Some SpaceX Investors Might Not Actually Own What They Think.

Here's a wrinkle nobody's talking about. Many investors accessed SpaceX through layered investment vehicles called SPVs. Some are stacked four or five levels deep.

The problem is that shares trickle down through these layers slowly. The first layer gets shares within 30 days. The bottom layer might wait nine months. Fees get taken at every single layer along the way.

One investor described it as a chain where nobody above tells you what's actually happening.

Why This Is Risky

  • A manager of similar structures was just sentenced for fraud

  • Some investors say their SPV managers went silent for over a year

  • Anthropic and Anduril have already banned these layered structures going forward

  • Selling pressure from unwinding SPVs will arrive on a fixed schedule, not based on news

This isn't really about the stock price today. It's about whether some "owners" actually own anything.

The Risk Ahead

If even one fraud case surfaces in SpaceX's SPV world soon, that's a brutal headline. Not because of the dollar amount, but because it shows the retail story has cracks underneath.

CLOSING LENS

Today is the day everything from this week gets tested live.

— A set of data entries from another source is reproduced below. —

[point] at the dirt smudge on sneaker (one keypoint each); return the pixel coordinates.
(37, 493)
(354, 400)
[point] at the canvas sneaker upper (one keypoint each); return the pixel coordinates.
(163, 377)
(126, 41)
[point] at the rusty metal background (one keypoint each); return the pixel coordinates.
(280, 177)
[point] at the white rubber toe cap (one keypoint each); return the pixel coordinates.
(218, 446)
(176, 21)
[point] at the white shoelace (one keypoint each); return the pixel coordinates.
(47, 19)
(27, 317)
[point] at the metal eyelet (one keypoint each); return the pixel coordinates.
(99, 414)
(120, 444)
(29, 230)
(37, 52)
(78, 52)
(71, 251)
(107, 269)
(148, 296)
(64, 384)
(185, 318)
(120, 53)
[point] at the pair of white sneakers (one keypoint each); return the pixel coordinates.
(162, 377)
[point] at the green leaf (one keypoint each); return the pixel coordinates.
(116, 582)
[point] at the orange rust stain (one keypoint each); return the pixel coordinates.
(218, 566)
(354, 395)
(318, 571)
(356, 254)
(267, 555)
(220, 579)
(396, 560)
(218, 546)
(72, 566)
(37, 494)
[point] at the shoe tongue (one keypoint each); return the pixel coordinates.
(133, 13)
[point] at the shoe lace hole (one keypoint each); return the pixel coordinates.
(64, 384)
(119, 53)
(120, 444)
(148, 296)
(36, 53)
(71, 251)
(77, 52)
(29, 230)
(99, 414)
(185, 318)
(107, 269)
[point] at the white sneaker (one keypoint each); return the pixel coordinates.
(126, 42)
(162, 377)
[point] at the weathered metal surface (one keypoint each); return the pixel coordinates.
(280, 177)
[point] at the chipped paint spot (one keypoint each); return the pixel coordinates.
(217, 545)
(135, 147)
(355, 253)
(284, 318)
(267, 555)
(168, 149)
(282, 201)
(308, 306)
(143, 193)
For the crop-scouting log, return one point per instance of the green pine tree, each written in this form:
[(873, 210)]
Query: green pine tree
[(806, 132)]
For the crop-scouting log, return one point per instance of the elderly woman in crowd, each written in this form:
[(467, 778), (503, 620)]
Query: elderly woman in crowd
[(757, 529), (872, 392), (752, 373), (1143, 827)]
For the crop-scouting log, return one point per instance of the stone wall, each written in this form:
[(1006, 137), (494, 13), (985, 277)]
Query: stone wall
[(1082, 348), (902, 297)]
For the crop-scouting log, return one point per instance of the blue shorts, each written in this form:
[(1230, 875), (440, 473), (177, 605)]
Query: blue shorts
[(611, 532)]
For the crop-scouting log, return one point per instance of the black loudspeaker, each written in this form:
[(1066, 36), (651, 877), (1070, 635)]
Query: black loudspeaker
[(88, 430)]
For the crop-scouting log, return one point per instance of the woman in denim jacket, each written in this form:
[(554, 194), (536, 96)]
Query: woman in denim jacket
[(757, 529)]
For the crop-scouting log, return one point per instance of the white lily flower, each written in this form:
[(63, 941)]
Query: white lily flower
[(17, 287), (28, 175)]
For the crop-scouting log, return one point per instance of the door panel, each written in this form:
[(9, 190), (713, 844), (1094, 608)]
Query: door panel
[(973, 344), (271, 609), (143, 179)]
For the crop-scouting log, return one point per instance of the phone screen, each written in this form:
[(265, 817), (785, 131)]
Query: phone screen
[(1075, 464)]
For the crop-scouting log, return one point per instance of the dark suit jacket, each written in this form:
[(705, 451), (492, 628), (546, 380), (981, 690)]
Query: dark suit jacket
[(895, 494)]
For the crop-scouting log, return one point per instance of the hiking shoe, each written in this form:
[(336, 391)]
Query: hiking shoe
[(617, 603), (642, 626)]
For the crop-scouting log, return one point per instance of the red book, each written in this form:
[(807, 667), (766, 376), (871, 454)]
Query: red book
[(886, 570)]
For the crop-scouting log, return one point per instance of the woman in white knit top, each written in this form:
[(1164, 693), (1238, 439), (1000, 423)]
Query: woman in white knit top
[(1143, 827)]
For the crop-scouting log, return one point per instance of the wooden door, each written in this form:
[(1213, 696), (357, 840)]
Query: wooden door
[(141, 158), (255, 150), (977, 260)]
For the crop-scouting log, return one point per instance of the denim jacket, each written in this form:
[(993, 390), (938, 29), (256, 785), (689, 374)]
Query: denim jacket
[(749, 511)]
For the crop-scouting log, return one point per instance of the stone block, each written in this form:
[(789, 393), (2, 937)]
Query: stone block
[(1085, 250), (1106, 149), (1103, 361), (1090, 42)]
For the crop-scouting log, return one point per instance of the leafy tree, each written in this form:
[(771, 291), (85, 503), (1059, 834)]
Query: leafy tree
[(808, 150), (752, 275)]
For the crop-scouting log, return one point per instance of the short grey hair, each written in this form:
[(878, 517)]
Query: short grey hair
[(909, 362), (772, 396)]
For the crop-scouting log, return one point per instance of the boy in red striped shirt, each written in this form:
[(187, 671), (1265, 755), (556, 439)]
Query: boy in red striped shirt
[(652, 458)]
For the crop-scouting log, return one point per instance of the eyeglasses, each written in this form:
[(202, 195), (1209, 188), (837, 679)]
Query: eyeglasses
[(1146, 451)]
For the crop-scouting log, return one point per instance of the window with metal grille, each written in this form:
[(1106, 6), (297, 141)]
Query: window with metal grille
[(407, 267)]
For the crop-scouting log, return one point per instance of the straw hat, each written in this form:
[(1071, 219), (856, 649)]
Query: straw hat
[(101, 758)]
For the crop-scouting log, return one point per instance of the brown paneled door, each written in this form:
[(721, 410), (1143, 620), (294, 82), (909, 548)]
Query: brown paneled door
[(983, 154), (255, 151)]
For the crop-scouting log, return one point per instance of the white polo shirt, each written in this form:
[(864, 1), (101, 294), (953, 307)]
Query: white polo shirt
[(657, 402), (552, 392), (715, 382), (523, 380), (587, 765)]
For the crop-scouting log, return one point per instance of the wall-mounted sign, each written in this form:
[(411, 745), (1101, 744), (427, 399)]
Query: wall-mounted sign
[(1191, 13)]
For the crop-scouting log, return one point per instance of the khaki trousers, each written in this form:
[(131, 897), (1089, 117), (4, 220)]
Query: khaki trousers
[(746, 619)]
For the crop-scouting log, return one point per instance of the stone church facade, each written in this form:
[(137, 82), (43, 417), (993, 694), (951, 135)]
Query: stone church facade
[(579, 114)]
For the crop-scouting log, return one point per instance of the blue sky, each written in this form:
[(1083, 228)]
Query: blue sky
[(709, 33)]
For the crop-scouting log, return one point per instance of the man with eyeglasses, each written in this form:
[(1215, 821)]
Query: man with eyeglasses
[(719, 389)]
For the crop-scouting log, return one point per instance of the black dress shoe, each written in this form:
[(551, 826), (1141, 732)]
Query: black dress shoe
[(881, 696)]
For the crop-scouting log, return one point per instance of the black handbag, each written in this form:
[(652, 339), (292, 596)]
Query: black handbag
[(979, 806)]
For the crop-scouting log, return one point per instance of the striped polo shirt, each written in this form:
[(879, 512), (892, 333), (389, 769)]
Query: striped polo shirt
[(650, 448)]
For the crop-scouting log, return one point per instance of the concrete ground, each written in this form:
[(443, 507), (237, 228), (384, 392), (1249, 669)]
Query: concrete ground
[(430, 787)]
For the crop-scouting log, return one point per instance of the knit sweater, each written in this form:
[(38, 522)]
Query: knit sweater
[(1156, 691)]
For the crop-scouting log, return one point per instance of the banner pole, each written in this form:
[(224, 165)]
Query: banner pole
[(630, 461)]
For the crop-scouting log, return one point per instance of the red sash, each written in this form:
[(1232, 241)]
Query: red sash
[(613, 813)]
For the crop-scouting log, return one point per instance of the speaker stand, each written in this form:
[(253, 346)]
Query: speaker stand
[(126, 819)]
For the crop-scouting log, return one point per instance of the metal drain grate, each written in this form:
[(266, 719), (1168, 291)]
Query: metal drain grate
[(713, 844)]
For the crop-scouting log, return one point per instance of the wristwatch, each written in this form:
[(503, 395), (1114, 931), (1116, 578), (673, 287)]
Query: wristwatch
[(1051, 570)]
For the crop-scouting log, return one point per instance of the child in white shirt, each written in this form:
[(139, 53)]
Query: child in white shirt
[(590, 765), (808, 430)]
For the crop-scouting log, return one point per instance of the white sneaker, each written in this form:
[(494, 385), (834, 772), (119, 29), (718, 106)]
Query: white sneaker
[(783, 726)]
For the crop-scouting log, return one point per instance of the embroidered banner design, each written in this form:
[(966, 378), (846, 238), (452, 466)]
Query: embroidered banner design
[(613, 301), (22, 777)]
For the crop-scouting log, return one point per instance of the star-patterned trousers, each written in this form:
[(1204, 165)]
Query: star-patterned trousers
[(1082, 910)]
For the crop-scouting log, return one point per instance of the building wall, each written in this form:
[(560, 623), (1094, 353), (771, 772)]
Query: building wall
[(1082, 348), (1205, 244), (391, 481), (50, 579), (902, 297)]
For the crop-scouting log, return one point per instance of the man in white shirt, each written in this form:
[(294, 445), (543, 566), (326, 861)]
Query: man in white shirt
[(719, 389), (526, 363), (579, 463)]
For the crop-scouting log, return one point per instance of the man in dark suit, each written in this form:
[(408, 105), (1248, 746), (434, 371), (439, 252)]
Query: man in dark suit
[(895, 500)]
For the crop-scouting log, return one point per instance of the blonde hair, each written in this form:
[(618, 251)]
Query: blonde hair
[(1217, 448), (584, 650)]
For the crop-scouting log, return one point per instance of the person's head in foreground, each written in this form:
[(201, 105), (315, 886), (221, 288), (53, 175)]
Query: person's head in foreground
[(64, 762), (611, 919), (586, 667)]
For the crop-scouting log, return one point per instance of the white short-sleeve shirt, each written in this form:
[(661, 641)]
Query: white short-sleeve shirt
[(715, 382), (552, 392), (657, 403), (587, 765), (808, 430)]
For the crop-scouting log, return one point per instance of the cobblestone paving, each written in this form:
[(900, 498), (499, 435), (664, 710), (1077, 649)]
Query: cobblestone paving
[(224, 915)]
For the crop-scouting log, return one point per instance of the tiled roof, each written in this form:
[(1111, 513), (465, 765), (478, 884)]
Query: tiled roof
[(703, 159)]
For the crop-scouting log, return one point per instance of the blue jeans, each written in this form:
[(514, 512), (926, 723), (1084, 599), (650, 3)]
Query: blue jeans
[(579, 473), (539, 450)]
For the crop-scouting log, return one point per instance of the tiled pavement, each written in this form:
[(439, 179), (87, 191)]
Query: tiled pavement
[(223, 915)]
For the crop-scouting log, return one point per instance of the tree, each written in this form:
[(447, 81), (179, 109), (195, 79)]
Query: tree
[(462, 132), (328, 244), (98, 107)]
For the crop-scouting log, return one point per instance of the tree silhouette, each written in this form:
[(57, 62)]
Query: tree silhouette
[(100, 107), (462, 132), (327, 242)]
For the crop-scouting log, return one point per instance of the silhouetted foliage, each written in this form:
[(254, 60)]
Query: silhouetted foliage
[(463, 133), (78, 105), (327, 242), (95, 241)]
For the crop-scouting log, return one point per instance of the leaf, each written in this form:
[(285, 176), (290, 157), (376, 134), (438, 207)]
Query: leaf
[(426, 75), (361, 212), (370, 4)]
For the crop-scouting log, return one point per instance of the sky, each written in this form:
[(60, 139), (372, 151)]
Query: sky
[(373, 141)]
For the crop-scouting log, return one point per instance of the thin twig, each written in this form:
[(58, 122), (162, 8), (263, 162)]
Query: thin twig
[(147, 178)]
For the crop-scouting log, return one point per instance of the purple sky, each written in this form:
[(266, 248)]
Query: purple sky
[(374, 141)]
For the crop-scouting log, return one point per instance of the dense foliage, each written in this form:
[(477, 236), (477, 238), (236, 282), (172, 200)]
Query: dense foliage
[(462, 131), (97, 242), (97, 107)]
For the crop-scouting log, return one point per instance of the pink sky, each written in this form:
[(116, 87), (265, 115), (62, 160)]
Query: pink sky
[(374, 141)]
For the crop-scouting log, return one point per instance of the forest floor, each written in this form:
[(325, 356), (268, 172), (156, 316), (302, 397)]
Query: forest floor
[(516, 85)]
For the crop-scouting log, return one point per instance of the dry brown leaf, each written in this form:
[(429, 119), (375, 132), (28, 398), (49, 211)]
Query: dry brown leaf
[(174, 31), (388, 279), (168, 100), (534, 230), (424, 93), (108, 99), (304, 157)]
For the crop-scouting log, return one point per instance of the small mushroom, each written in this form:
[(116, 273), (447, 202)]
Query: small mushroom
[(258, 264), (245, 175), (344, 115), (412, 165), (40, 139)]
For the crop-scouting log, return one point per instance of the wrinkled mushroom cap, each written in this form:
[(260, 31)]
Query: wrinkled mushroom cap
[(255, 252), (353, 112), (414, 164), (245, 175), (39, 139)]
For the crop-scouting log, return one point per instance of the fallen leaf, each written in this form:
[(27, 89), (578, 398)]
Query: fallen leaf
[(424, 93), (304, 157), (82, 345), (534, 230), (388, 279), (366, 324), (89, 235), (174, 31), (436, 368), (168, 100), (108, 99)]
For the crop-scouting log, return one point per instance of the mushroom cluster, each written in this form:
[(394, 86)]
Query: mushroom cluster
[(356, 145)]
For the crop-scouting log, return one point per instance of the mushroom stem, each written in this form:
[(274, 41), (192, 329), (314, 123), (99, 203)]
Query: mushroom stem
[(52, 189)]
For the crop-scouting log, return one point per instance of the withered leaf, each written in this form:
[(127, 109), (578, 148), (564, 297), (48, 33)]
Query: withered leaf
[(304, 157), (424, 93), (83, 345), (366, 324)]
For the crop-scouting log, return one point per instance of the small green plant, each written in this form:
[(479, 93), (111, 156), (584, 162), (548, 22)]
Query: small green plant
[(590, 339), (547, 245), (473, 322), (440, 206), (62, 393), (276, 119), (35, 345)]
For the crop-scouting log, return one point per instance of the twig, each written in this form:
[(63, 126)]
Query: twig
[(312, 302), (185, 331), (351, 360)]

SpaceX starts trading with a built-in floor and no ceiling. Companies are quietly abandoning expensive AI models for cheap alternatives. Anthropic and OpenAI are fighting over how to even measure their own revenue. State officials are questioning whether SpaceX got special treatment from the indexes. And some retail investors might not own what they think they do.

The largest IPO in history opens today. Everything else opens with it.